If Ralph Waldo Emerson was right when he said: “a foolish consistency is the hobgoblin of little minds,” then the Australian Greens must hold the bragging rights to having the biggest brains.

For no other political Party has the ability to be so inconsistent when it comes to public policy than the Greens.
Two recent incidents, which received huge media attention, demonstrated this perfectly.
Here in the nation’s capital, one of the Greens’ MLAs Amanda Bresnan was outraged when, as a joke, two other politicians pretended to pick her up and throw her off stage during a trivia night to raise funds for a 10-year-old girl’s wheelchair.
She wrote and demanded an apology of the two male MLAs, one Labor and the other a Liberal. Both said they thought they were acting in a lighthearted fashion before apologising, but not before Bresnan had told the chief minister she was “deeply offended” at their actions.
The story ran for days and proved the last straw for Labor’s John Hargreaves, who quit the ministry, although it should be noted his career was already under a cloud.
While this was being played out, in Sydney, another high profile drama involving the Greens was unfolding, although this one was far more sinister.
On the first day of a NSW upper house parliamentary inquiry into land dealings in Sydney’s west, Greens MP Sylvia Hale asked a property developer whether he had anything to do with the murder of seamy businessman Michael McGurk.
“You’ve got to be joking. You’re a shocker,” an outraged Ron Medich replied. “This is a bloody disgrace.”
It was. Medich had not been arrested or accused of any crime, but the Greens MP had effectively turned the inquiry into a courtroom, where the “witness” was given no representation.
By turning the inquiry into a kangaroo court, Hale injected herself into headlines right around the country but traduced a man’s access to what most would describe as a fundamental right and a cornerstone of the rule of law in Australia.
I wouldn’t have a clue who Ron Medich is or what he’s been up to in land dealings but I support his right to defend himself in a real court with a real judge, not in a Greens’ media opportunity.
While it might just be me trying to inject a bit of consistency into the two events, I find it hard to get worked up about Amanda Bresnan’s offended feminist sensibilities after her male colleagues pretended to pick her up and throw her offstage.
Particularly when Ron Medich had his rights and reputation picked up, chucked on the floor and trampled on by Sylvia Hale.
All of this serves to underscore just how inconsistent the Greens can be when it suits them. And it shows just how far they will go to generate media coverage as a minor Party floating under the radar of real scrutiny.
Imagine the outcry if a serious politician had asked Medich the same question.
For a Party which bangs on about human rights ad nauseum, it clearly had little regard for those Ron Medich. And anyone who follows the political debate like I do as a professional campaigner who now consults to the Liberal Party, would know that the hobgoblin of consistency does not trouble their approach to policy.
Here in the ACT, the Greens campaigned hard to win four seats and the balance of power at the last election.

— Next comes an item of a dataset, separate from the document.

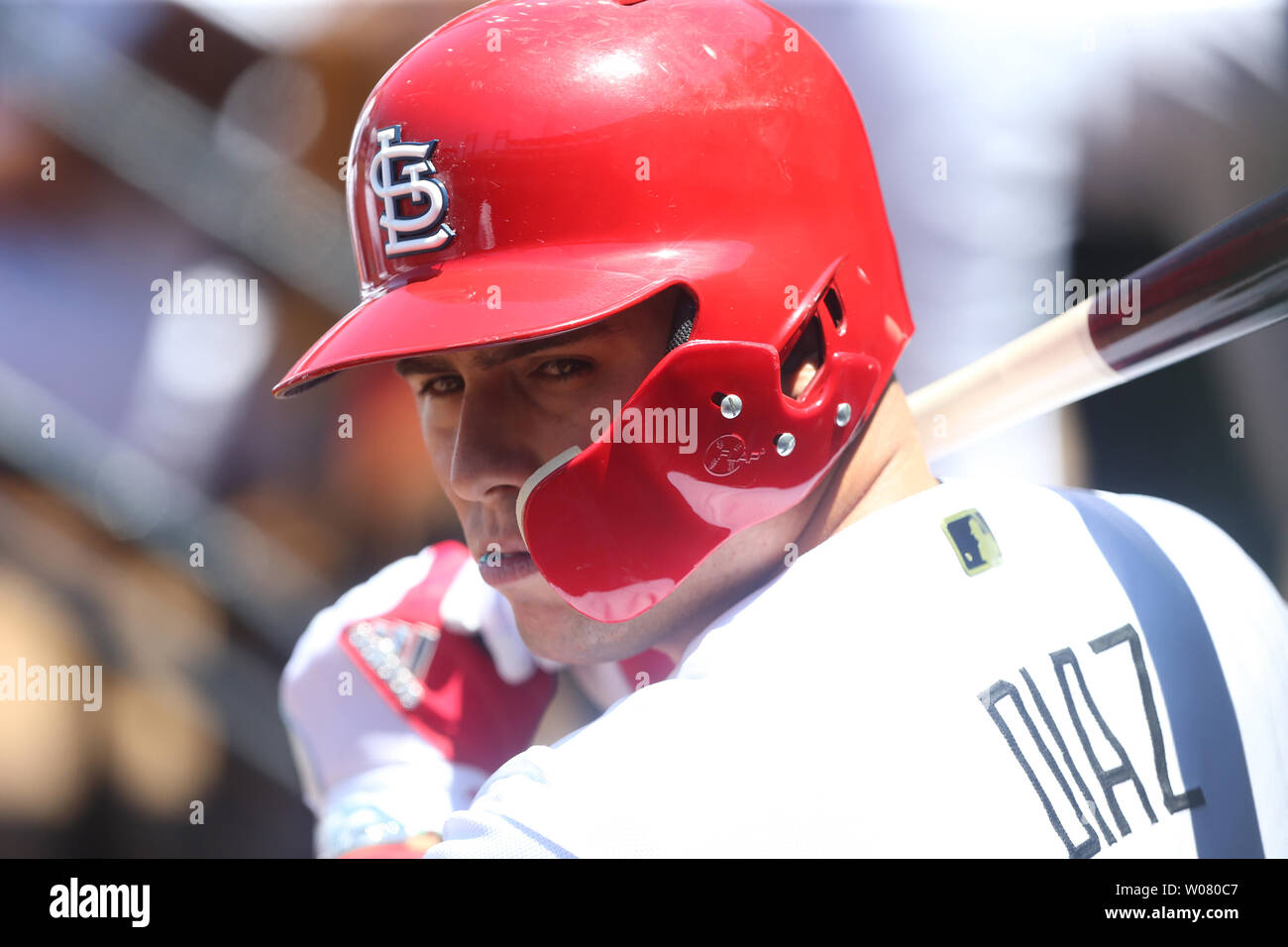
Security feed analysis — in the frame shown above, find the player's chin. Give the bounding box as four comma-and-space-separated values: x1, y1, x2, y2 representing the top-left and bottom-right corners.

But after telling anyone who listened that their policies held the key to a better future, they refused to accept the offer to take on actual ministerial portfolios as part of a coalition.

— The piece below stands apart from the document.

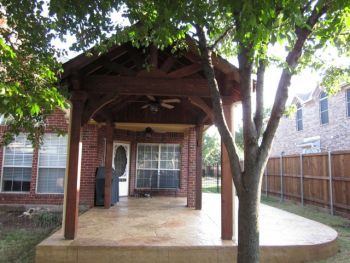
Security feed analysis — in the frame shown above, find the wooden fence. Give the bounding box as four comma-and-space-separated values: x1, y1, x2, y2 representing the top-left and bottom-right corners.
261, 151, 350, 216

The Greens were offered two ministeries, including the environment portfolio, but turned it down, preferring to sit on the backbench and support another term of Labor government.
Despite promising to lower everyday household bills and to achieve better education standards in ACT—code for reopening the dozens of schools closed by Labor before the last election – they have done little or nothing.
Household bills and rates have steadily risen and just last week they backed Labor in maintaining the vast majority of school closures.
But they continue to exploit media opportunities and keep complaining about all the stuff they could have fixed had they taken on the responsibility offered to them and accepted a real job with real decision making and real accountability.
Most bizarely, they keep endlessly calling for more to be done on the environment, seemingly oblivious to the fact that one of them would now be the environment minister had they just accepted the responsibility of taking on the portfolio.
Why anyone would vote for a Party which campaigns for a chance to make real decisions and effect real change, but refuses to take the opportunity when it’s sitting on a plate is beyond me.
That’s a hobgoblin I just can’t seem to shake. Maybe it’s just my small mind. I don’t believe so. I think it’s because they aren’t up to it.